Other retailers are hurting, though. Retailers hope things will pick up later this year. We'll find out next week if sales are making any recovery from a big drop in March. I'm betting any recovery will modest. Googling frugal in fashion will get you 214,000 hits to choose from.

And I'm checking out dollar stores to see if their prices beat Wal-Mart.

Friday, May 1, 2009

Streetwalking for fun and spare money

You who've been visiting this site lately know I haven't posted to kitchentablenomics for a few weeks. I've been exploring how bleak my economic future might be. Working survival jobs is not bad, but it is busy.

Briefly, I've been canvassing northeastern Kansas residential addresses for the U.S. Census Bureau in preparation for next year's big decennial nose count. I first took the job because it pays more than unemployment benefits. But it's interesting work, plus walking door-to-door for 100 to 200 homes a day is good for the waistline. And, no, Uncle Sam won't reimburse me for the smaller belt I need to buy.

But survival jobs like that one seem to be becoming more of a fixture, especially for those of us who are passing middle age or past it. Deep thinkers tell us that unemployment is a lagging economic indicator; not picking up until the economy is really beginning to hum again. All I know is that there seem to be a lot of us out there holding things together as best we can.

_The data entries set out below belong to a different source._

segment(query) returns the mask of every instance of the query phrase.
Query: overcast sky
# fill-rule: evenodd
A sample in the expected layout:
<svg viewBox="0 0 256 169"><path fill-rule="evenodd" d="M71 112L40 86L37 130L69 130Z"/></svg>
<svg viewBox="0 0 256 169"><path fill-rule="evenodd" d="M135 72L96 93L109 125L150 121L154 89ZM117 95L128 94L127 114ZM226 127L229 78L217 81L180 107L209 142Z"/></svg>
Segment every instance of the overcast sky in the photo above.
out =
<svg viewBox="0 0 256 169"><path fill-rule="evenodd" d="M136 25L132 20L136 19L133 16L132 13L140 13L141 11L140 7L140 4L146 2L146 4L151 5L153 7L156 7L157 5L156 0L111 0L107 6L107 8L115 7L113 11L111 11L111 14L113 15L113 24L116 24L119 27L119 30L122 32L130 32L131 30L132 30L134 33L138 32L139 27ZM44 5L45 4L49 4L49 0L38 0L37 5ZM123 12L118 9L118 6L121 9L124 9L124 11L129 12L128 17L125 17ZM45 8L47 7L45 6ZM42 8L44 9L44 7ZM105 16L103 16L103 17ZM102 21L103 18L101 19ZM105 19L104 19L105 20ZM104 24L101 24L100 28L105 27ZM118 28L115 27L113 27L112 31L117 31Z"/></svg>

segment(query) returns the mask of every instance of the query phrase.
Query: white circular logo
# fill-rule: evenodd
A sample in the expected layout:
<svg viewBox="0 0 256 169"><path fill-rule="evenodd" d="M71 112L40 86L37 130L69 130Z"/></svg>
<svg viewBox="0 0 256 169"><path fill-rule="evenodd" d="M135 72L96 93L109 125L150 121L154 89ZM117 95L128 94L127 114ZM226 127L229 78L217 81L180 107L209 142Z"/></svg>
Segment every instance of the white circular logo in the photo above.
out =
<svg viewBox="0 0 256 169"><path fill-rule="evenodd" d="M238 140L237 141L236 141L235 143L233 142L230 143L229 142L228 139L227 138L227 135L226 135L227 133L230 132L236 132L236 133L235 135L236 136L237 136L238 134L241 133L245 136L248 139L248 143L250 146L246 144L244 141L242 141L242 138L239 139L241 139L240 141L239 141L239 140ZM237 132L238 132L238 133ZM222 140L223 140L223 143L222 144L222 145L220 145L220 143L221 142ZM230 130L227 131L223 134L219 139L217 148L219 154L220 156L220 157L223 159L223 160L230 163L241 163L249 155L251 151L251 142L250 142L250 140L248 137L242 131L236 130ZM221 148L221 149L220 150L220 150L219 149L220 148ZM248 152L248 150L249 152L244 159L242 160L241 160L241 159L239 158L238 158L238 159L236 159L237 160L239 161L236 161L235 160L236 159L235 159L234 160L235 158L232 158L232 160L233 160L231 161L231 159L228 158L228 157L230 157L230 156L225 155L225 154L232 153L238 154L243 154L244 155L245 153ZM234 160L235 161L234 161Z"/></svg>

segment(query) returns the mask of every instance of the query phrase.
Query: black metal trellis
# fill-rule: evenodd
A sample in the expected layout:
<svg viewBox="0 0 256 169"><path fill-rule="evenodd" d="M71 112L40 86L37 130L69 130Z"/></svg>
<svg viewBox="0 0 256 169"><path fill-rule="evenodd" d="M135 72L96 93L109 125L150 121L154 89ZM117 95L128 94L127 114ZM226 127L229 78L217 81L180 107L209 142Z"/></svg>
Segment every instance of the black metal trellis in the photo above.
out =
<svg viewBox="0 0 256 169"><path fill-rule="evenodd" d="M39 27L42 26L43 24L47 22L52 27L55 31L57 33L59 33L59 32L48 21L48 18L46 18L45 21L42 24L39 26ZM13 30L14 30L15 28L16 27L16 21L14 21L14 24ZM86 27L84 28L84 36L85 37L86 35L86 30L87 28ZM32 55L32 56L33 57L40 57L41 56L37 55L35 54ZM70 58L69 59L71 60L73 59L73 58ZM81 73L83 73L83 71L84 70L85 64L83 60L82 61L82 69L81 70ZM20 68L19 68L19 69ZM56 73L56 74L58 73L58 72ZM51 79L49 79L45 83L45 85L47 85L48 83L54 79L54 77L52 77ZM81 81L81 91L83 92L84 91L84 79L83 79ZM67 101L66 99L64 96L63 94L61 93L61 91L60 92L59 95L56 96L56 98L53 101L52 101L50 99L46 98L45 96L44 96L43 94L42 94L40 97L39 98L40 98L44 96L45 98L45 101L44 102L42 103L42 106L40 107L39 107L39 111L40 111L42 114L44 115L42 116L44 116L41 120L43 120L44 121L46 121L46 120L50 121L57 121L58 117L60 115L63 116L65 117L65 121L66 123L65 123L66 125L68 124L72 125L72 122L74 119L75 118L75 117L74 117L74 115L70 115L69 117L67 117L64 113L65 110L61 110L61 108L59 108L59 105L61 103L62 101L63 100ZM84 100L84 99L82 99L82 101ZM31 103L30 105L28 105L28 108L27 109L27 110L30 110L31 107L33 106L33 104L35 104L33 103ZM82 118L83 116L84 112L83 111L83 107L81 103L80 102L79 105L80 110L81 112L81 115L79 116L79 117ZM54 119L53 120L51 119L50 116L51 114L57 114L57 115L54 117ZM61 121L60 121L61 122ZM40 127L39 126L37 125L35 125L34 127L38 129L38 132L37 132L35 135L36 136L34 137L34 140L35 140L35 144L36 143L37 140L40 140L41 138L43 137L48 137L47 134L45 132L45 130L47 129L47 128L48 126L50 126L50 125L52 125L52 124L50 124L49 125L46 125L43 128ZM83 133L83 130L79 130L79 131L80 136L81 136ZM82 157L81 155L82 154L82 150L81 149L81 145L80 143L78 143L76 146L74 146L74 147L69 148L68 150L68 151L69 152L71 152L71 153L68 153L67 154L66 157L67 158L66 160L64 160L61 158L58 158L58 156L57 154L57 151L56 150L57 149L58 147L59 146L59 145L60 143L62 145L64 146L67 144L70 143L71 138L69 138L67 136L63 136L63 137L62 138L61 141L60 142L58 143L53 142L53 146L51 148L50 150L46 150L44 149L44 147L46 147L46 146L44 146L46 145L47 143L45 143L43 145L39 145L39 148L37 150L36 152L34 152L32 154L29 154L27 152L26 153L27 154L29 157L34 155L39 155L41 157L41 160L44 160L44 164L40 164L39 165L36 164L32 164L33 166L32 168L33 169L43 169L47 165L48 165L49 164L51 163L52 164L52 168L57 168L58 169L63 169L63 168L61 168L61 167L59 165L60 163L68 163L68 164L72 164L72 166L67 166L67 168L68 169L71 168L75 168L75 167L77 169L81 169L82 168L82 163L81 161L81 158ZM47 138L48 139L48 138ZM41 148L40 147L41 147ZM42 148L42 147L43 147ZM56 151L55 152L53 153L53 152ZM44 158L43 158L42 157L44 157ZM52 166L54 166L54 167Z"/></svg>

Maybe a fourth of my 20 crew mates were working survival jobs like I was. Numbers of different studies show that there are more of us out of work than normal, even for a recession, and that jobs are scarcer.

So more of us likely will be working short term, relatively low paying jobs to hold things together as best we can. Survival jobs offer some advantages - you feel like you are really working again and there is always faint hope it may lead to something real. There are drawbacks too. Time becomes as precious as money when you juggle survival jobs with job hunting and family time.
And, from a financial planning perspective, you also end up rejiggering budgets more often to adjust to frequent changes in income.